マスターは理解できていない。
「つまり、神かくしの犯人はオレってことになって、牢屋に入れられる!」
「逃げれば良い。健斗の力で、離脱するのだ」
「そういう問題じゃないんだけど。とにかく、元の世界の沙也ちゃんは消えたことになるのか」
わたしの存在が消える......。いいよ、それでも。消えたいって願っていたくらいだもの。

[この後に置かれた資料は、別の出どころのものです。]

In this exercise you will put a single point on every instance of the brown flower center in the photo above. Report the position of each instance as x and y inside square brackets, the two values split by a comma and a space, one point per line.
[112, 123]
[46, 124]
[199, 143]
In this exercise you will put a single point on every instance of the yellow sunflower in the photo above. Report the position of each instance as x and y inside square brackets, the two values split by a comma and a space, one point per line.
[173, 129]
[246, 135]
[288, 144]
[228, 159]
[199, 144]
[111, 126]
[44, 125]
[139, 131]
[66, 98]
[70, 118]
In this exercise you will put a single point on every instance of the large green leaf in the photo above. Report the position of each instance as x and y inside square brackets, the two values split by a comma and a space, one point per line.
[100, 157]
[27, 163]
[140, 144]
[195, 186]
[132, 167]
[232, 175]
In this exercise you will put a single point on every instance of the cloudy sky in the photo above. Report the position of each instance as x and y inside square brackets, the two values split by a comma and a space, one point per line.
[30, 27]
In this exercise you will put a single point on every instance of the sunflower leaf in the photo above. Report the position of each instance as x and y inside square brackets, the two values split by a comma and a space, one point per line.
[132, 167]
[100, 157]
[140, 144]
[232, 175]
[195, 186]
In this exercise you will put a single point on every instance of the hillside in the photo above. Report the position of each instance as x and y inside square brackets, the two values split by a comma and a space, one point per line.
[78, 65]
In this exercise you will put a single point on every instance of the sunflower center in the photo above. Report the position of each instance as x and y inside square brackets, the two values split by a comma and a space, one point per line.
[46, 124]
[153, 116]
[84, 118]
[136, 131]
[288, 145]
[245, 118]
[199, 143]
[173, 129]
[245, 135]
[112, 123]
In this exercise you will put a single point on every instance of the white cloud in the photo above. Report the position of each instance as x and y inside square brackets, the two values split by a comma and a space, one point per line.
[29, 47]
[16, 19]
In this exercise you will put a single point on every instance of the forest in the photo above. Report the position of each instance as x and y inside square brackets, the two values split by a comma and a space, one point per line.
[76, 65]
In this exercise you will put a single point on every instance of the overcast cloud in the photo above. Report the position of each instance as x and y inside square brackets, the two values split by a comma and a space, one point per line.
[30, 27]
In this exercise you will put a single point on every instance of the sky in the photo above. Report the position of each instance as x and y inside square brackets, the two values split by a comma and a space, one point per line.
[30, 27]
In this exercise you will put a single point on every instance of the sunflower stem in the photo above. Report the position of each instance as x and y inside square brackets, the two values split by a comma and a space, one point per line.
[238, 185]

サーヤ姫のためになるなら。わたしが幸せになれるなら。
「疑問その二。じゃあ、沙也ちゃんが新しい人生を送るために赤ん坊に乗り移ったとしたら、本来の赤ん坊の魂はどこに行くんですか?」
「生まれる前の赤子に、魂などない」
「いや、絶対ある! オレ、腹の中にいた記憶があるから。あったかくて気持ちよくて、出たくなかった。それより前の記憶だってある。沙也ちゃんが来ちゃったら、その赤ん坊、行き場がなくなるのではないですか?」
お母さんのお腹の中にいた記憶があるって、すごいかも。いや、それより、さらっと話していたけれど、お腹の中よりも前の記憶って......?
ただはっきりしているのは、わたしのせいで、赤ちゃんが一人犠牲になるとしたら、それはいやだということ。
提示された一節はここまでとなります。